Test # echo print $var=print printf $var=printf
1 5.548115969 5.548892021 5.687150955 5.98365593 5.985935926
2 5.523010969 5.538882971 5.707309961 5.97540307 5.978971004
3 5.526132822 5.546231985 5.695387125 5.974655151 5.981317043
4 5.532632113 5.564702988 5.69569993 5.967818975 5.978919983
5 5.538811922 5.554936886 5.699862003 5.97389102 5.981425047
6 5.530048847 5.549695015 5.695389032 5.97885704 5.986728907
7 5.526551962 5.546396971 5.702527046 5.973464966 5.987318993
8 5.522008181 5.565903902 5.705955029 5.968877077 5.981319904
9 5.53234601 5.555784941 5.693267822 5.974238873 5.97873497
10 5.525974035 5.547519922 5.690876007 5.976592064 5.981334925
Average 5.530563283 5.55189476 5.697342491 5.974745417 5.98220067

So, which one to use? Looking at these results, it appears that echo and print are really, really close in terms of speed. The difference per command was only 2/1,000,000 of a second. It just comes down to personal preference. I use echo because that’s what I used first. The speed drop on print appears to come when you assign a variable, at which point the command speed drops 1/100,000 of a second, which is still fairly minor.
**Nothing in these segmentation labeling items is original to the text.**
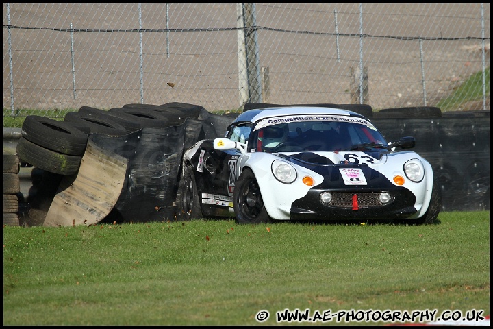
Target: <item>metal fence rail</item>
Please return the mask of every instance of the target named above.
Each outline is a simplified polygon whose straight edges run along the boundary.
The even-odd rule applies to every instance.
[[[246,101],[489,110],[489,3],[3,4],[3,116]]]

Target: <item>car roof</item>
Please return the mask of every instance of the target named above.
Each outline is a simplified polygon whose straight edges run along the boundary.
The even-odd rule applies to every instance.
[[[240,121],[257,122],[262,119],[273,117],[306,114],[332,114],[364,117],[356,112],[340,108],[316,106],[283,106],[249,110],[236,117],[233,123]]]

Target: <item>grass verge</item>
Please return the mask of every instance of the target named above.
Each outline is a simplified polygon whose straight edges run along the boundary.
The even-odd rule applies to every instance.
[[[438,219],[4,226],[3,324],[255,325],[267,310],[268,325],[286,308],[489,315],[490,212]]]

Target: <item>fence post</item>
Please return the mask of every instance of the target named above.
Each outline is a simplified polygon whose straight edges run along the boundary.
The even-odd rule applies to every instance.
[[[262,66],[262,103],[270,103],[270,80],[268,74],[268,66]]]
[[[368,90],[368,69],[366,67],[363,68],[363,74],[361,74],[359,67],[353,66],[349,69],[349,73],[351,74],[351,82],[349,84],[349,95],[351,96],[351,104],[359,104],[360,101],[360,93],[362,88],[360,86],[362,84],[363,85],[363,103],[364,104],[368,104],[370,101],[370,93]],[[362,81],[362,78],[363,81]]]

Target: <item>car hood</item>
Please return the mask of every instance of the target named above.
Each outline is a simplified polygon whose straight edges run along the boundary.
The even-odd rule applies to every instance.
[[[348,164],[348,159],[363,158],[370,160],[374,164],[381,164],[387,160],[388,151],[386,150],[377,150],[368,151],[351,151],[351,152],[302,152],[297,154],[279,154],[279,156],[286,160],[301,165],[302,167],[320,166],[327,164]],[[356,160],[351,161],[355,164]]]

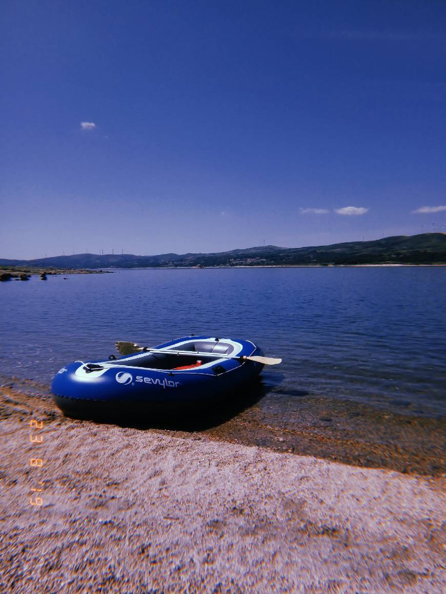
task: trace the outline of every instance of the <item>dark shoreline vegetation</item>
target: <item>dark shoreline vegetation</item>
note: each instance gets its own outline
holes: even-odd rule
[[[210,254],[163,254],[138,256],[128,254],[78,254],[32,260],[0,258],[0,268],[19,271],[25,266],[34,274],[89,273],[104,268],[207,268],[238,266],[351,266],[379,264],[446,264],[446,234],[425,233],[398,235],[373,241],[348,242],[304,248],[275,245],[233,249]],[[37,269],[37,270],[36,270]],[[102,270],[95,271],[103,272]],[[5,279],[6,280],[6,279]]]
[[[40,275],[42,280],[47,280],[47,277],[57,276],[59,274],[111,274],[111,270],[89,270],[84,268],[64,270],[42,267],[24,268],[23,266],[0,266],[0,282],[7,280],[29,280],[31,277]]]

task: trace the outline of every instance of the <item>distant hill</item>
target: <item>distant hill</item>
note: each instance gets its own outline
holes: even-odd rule
[[[0,266],[58,268],[259,266],[311,264],[446,263],[446,235],[397,235],[374,241],[350,241],[305,248],[265,245],[211,254],[77,254],[32,260],[0,258]]]

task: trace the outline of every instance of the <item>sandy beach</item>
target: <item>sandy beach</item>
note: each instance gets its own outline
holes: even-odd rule
[[[444,591],[440,478],[69,419],[39,388],[1,388],[2,591]]]

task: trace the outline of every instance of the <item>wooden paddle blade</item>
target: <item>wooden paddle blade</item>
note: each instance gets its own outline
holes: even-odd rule
[[[115,343],[116,348],[121,355],[131,355],[142,350],[143,347],[137,345],[136,342],[128,342],[125,340],[117,340]]]
[[[281,359],[275,359],[274,357],[243,357],[249,361],[256,361],[257,363],[263,363],[264,365],[278,365],[282,362]]]

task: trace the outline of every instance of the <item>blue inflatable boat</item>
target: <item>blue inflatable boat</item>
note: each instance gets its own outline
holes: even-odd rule
[[[117,346],[123,344],[137,352],[77,361],[58,371],[51,391],[64,413],[85,418],[190,410],[229,396],[258,375],[267,361],[249,340],[191,336],[153,349]]]

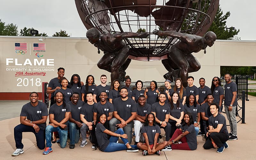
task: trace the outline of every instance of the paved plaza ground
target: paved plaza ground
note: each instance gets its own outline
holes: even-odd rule
[[[80,141],[76,144],[74,149],[70,149],[68,144],[66,148],[61,148],[57,143],[53,144],[53,152],[47,155],[42,154],[43,150],[37,147],[36,138],[33,133],[25,133],[23,134],[22,142],[24,144],[24,153],[18,156],[12,156],[11,154],[16,149],[13,136],[13,128],[20,123],[19,116],[22,106],[29,101],[0,101],[0,126],[1,126],[0,139],[0,159],[256,159],[255,144],[256,140],[256,125],[255,117],[256,114],[256,97],[248,96],[249,101],[245,102],[245,124],[239,122],[237,125],[238,140],[228,141],[229,147],[222,153],[218,153],[216,149],[204,149],[203,137],[197,136],[199,144],[197,148],[194,151],[172,150],[161,151],[160,156],[156,155],[143,156],[142,151],[128,153],[122,151],[112,153],[106,153],[98,149],[93,151],[91,148],[91,143],[88,141],[84,147],[79,147]],[[242,101],[238,104],[242,106]],[[239,112],[242,115],[241,111]],[[226,115],[225,115],[226,116]],[[239,117],[237,117],[239,120]],[[47,120],[48,123],[49,120]],[[227,122],[228,124],[228,122]],[[229,131],[229,126],[228,127]],[[162,134],[164,134],[164,131]],[[164,138],[161,139],[162,141]],[[120,142],[122,142],[119,140]],[[134,142],[132,142],[132,144]]]

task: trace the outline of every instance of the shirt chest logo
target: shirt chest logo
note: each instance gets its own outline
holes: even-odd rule
[[[126,107],[129,107],[129,108],[131,108],[131,107],[132,105],[130,104],[127,104],[126,105]]]

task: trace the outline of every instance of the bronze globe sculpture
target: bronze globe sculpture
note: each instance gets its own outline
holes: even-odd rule
[[[139,38],[134,36],[122,39],[129,49],[128,60],[161,60],[169,72],[164,60],[169,58],[170,47],[179,40],[156,35],[153,31],[173,31],[203,36],[212,24],[219,4],[219,0],[75,0],[75,2],[87,29],[95,28],[101,34],[148,33],[146,37]],[[98,49],[99,52],[101,49]],[[122,76],[119,76],[119,80],[123,80]]]

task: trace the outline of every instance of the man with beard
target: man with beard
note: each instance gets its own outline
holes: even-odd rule
[[[106,122],[106,123],[108,123],[108,122],[109,122],[109,121],[113,117],[114,107],[112,103],[107,101],[107,98],[108,96],[107,95],[107,93],[105,91],[101,92],[100,95],[100,101],[94,105],[92,108],[92,112],[93,112],[94,125],[93,127],[95,127],[94,125],[96,125],[97,116],[100,114],[104,113],[106,115],[108,115],[108,116],[107,117]],[[108,124],[107,125],[107,126],[108,126]],[[108,127],[107,128],[107,129],[109,129]],[[95,127],[93,128],[93,129],[91,132],[91,135],[92,136],[92,142],[94,142],[94,143],[92,146],[92,148],[95,148],[98,145],[96,137],[95,136]]]
[[[108,95],[110,87],[106,84],[107,81],[107,76],[102,75],[100,76],[100,84],[96,87],[93,91],[93,101],[95,103],[97,103],[100,101],[100,95],[102,91],[105,91],[107,93],[107,95]],[[107,99],[107,100],[108,100]]]
[[[114,118],[109,121],[110,130],[115,132],[116,127],[121,128],[128,136],[130,144],[132,142],[133,120],[135,119],[137,108],[135,101],[127,97],[128,91],[126,88],[122,87],[120,91],[121,97],[116,99],[114,106]]]
[[[60,89],[61,86],[60,82],[60,78],[64,76],[65,73],[65,69],[62,67],[60,67],[58,68],[58,76],[51,79],[47,87],[46,92],[48,94],[51,94],[51,104],[50,106],[51,106],[54,103],[54,98],[53,98],[54,92],[56,90]]]
[[[199,79],[199,84],[200,86],[198,87],[199,94],[197,104],[201,106],[204,103],[207,102],[206,95],[212,92],[210,88],[205,85],[205,79],[204,78],[200,78]]]
[[[204,135],[206,133],[206,129],[209,125],[208,119],[212,114],[210,111],[210,106],[213,102],[213,95],[209,93],[206,96],[207,103],[205,103],[201,106],[200,108],[201,112],[201,120],[200,121],[200,130],[197,134],[198,136]]]
[[[151,112],[156,116],[156,122],[160,128],[164,128],[165,132],[166,140],[168,141],[170,139],[171,133],[171,126],[168,122],[170,115],[170,105],[168,103],[165,103],[166,96],[164,93],[161,93],[159,95],[159,101],[156,102],[153,105],[151,108]],[[172,150],[171,148],[169,149],[170,146],[167,146],[165,148],[165,150]]]
[[[67,104],[71,108],[71,114],[68,122],[70,134],[70,149],[74,148],[75,144],[78,142],[80,137],[79,129],[83,126],[80,120],[80,111],[85,103],[79,98],[79,93],[75,92],[71,97],[71,101]]]
[[[36,136],[36,145],[40,149],[45,147],[44,130],[48,110],[46,105],[38,101],[38,94],[33,92],[29,95],[30,102],[22,107],[20,116],[20,124],[14,128],[14,138],[16,150],[12,154],[16,156],[23,153],[21,142],[23,132],[32,132]]]
[[[82,106],[80,112],[80,119],[83,124],[83,126],[80,128],[82,138],[82,141],[79,146],[81,147],[83,147],[87,144],[86,131],[92,130],[93,123],[92,108],[96,104],[93,101],[93,96],[92,92],[87,92],[85,95],[85,97],[87,100],[87,103]]]
[[[136,104],[137,114],[135,119],[133,120],[135,145],[140,142],[140,137],[141,141],[144,141],[144,137],[140,136],[140,129],[144,126],[148,114],[151,112],[151,106],[146,103],[146,98],[144,95],[140,96],[138,101],[139,103]]]
[[[49,120],[51,123],[45,129],[46,148],[43,154],[47,155],[52,151],[52,132],[56,132],[59,133],[60,142],[61,148],[65,148],[67,145],[68,139],[68,121],[69,117],[71,108],[70,106],[67,106],[63,103],[63,93],[58,92],[54,95],[56,103],[51,106],[49,110]]]

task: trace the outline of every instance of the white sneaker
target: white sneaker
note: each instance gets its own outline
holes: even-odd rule
[[[22,154],[24,152],[23,149],[17,148],[12,155],[12,156],[16,156],[20,154]]]
[[[85,140],[83,140],[81,142],[81,144],[79,145],[80,147],[84,147],[85,145],[87,144],[87,141]]]

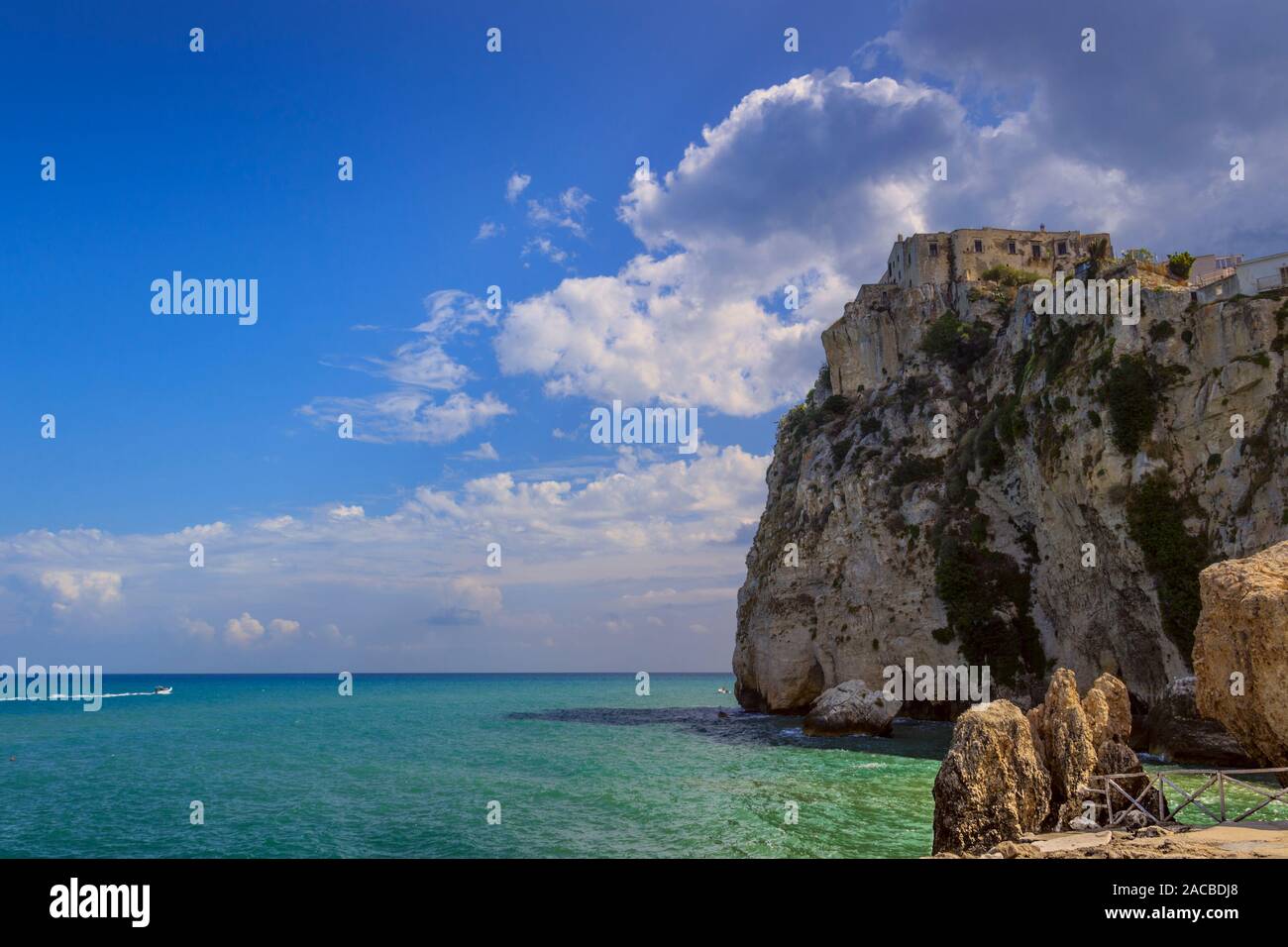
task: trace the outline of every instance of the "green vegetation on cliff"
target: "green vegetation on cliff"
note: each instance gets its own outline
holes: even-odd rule
[[[974,531],[978,536],[980,527]],[[952,535],[939,540],[935,594],[944,603],[947,633],[961,642],[967,661],[988,665],[1005,684],[1021,671],[1046,670],[1029,585],[1029,575],[1011,557]]]
[[[1207,536],[1191,536],[1185,519],[1198,514],[1194,497],[1175,496],[1176,484],[1164,472],[1151,473],[1127,495],[1127,531],[1145,555],[1145,568],[1158,589],[1163,631],[1186,664],[1198,625],[1199,572],[1208,564]]]

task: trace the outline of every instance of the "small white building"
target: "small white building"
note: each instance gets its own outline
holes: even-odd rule
[[[1194,258],[1190,267],[1190,289],[1207,286],[1209,282],[1225,280],[1234,268],[1243,263],[1243,254],[1203,254]]]
[[[1288,251],[1243,260],[1230,276],[1195,290],[1194,298],[1200,303],[1212,303],[1285,287],[1288,287]]]

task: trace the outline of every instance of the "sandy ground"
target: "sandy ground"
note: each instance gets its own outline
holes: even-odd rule
[[[1288,858],[1288,822],[1048,832],[1003,841],[984,858]]]

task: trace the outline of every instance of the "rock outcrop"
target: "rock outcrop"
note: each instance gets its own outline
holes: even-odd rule
[[[1103,710],[1101,728],[1108,727],[1108,706],[1099,691]],[[1050,827],[1075,818],[1081,807],[1079,789],[1096,768],[1094,725],[1078,700],[1078,682],[1073,671],[1061,667],[1051,678],[1042,705],[1042,742],[1046,745],[1046,767],[1051,774]]]
[[[983,852],[1037,831],[1051,781],[1024,713],[1010,701],[971,707],[935,777],[935,852]]]
[[[1288,767],[1288,542],[1209,566],[1199,589],[1198,710],[1258,764]]]
[[[1021,709],[1051,666],[1110,671],[1139,709],[1190,673],[1199,571],[1285,532],[1284,303],[1199,307],[1114,265],[1144,281],[1139,325],[1038,314],[1005,282],[845,307],[778,426],[738,594],[744,707],[804,714],[909,657],[988,665]]]
[[[881,691],[869,691],[862,680],[848,680],[819,694],[805,715],[805,733],[887,737],[900,706],[900,701],[889,700]]]
[[[1239,741],[1216,720],[1199,714],[1195,678],[1177,678],[1149,709],[1146,747],[1168,763],[1252,768]]]
[[[962,714],[935,780],[935,852],[979,852],[1025,832],[1106,826],[1108,785],[1097,785],[1096,776],[1118,777],[1122,791],[1112,790],[1112,805],[1126,816],[1115,828],[1148,825],[1140,808],[1166,818],[1166,799],[1150,789],[1127,745],[1124,694],[1122,682],[1106,674],[1079,701],[1077,679],[1061,667],[1046,700],[1027,715],[1006,700]],[[1123,725],[1126,732],[1115,729]],[[1043,798],[1036,801],[1034,794]]]
[[[1131,697],[1127,685],[1113,674],[1101,674],[1091,684],[1091,691],[1105,696],[1109,707],[1109,725],[1103,738],[1124,741],[1131,736]],[[1091,692],[1087,693],[1091,696]],[[1099,745],[1099,740],[1096,741]]]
3 Responses to “PHP: Benchmarking echo vs. print vs. printf”

  1. ST

    What about echo “constant string “.$var; and print “constant string “.$var; ??

  2. Mikko Rantalainen

    Note that printf() should be used like printf(“%s”, $potentially_untrusted_string) because first argument to printf() is interpreted and must be a trusted string. Also be aware of XSS attacks when you emit user inputted content.